The profiler includes a suite of tools for JAX, TensorFlow, and PyTorch/XLA. These tools help you understand, debug and optimize programs to run on CPUs, GPUs and TPUs.
The profiler plugin offers a number of tools to analyse and visualize the performance of your model across multiple devices. Some of the tools include:
- Overview: A high-level overview of the performance of your model. This
is an aggregated overview for your host and all devices. It includes:
- Performance summary and breakdown of step times.
- A graph of individual step times.
- A table of the top 10 most expensive operations.
- Trace Viewer: Displays a timeline of the execution of your model that shows:
- The duration of each op.
- Which part of the system (host or device) executed an op.

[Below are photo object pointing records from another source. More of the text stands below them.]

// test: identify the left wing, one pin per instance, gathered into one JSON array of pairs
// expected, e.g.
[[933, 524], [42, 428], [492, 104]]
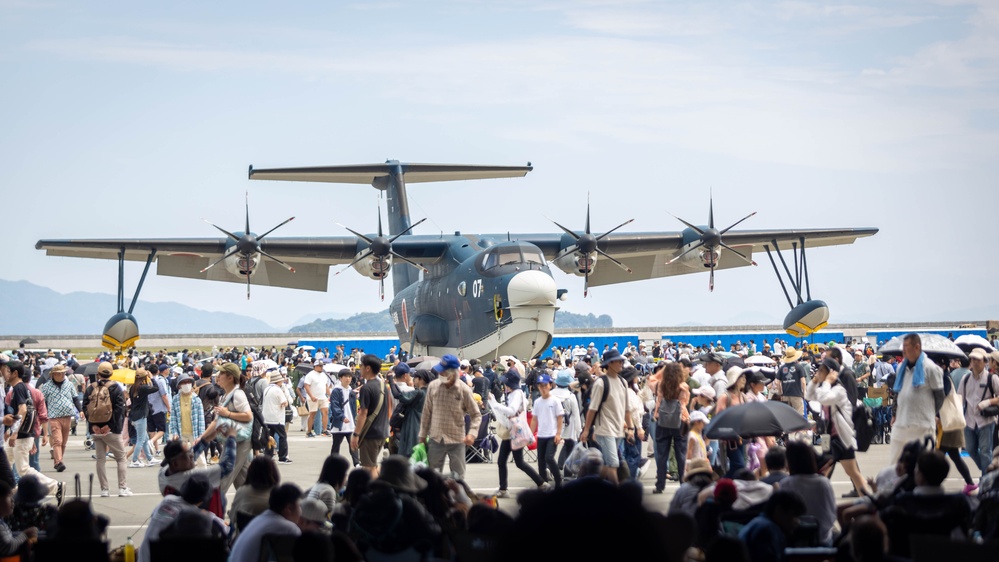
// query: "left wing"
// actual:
[[647, 253]]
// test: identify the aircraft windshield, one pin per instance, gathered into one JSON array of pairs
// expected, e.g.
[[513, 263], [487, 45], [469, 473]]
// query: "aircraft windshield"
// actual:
[[511, 255]]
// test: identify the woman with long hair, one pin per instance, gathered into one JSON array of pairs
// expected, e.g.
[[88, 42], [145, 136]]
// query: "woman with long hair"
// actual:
[[141, 388], [672, 421], [234, 407]]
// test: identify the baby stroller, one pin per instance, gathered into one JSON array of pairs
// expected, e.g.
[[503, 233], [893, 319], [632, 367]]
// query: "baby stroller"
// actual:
[[486, 443]]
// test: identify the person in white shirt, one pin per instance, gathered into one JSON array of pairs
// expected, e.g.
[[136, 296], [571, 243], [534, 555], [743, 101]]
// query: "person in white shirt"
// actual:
[[275, 402], [547, 423], [318, 392]]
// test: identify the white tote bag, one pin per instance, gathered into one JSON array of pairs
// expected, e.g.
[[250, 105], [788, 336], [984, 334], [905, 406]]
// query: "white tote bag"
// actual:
[[952, 412]]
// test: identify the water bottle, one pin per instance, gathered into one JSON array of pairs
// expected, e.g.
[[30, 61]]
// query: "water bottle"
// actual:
[[129, 550]]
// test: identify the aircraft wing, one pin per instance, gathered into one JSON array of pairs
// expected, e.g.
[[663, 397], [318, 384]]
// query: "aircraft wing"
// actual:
[[186, 257], [647, 253]]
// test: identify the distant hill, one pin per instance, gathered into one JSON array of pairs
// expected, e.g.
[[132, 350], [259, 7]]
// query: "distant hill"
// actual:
[[32, 309], [382, 322]]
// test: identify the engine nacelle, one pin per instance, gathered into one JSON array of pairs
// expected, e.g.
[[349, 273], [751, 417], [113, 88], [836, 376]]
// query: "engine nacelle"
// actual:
[[577, 264], [241, 265], [374, 267], [710, 257]]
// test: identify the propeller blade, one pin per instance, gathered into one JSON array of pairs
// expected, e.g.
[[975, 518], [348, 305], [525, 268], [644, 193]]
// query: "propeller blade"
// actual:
[[692, 248], [738, 253], [409, 261], [737, 222], [690, 226], [261, 237], [627, 222], [364, 253], [711, 209], [231, 236], [611, 258], [355, 233], [231, 251], [394, 238], [279, 262], [566, 230]]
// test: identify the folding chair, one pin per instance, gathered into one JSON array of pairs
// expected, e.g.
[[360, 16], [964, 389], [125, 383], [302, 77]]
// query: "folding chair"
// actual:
[[486, 443]]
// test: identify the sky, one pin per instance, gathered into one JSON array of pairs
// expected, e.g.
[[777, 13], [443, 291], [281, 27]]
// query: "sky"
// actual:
[[135, 120]]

- The communication between devices.
- Memory Profile Viewer: Monitors the memory usage of your model.
- Graph Viewer: A visualization of the graph structure of HLOs of your model.
First time user? Come and check out this Colab Demo.
- TensorFlow >= 2.18.0
- TensorBoard >= 2.18.0
- tensorboard-plugin-profile >= 2.18.0
Note: The Tensorboard Profiler Plugin requires access to the Internet to load the Google Chart library. Some charts and tables may be missing if you run TensorBoard entirely offline on your local machine, behind a corporate firewall, or in a datacenter.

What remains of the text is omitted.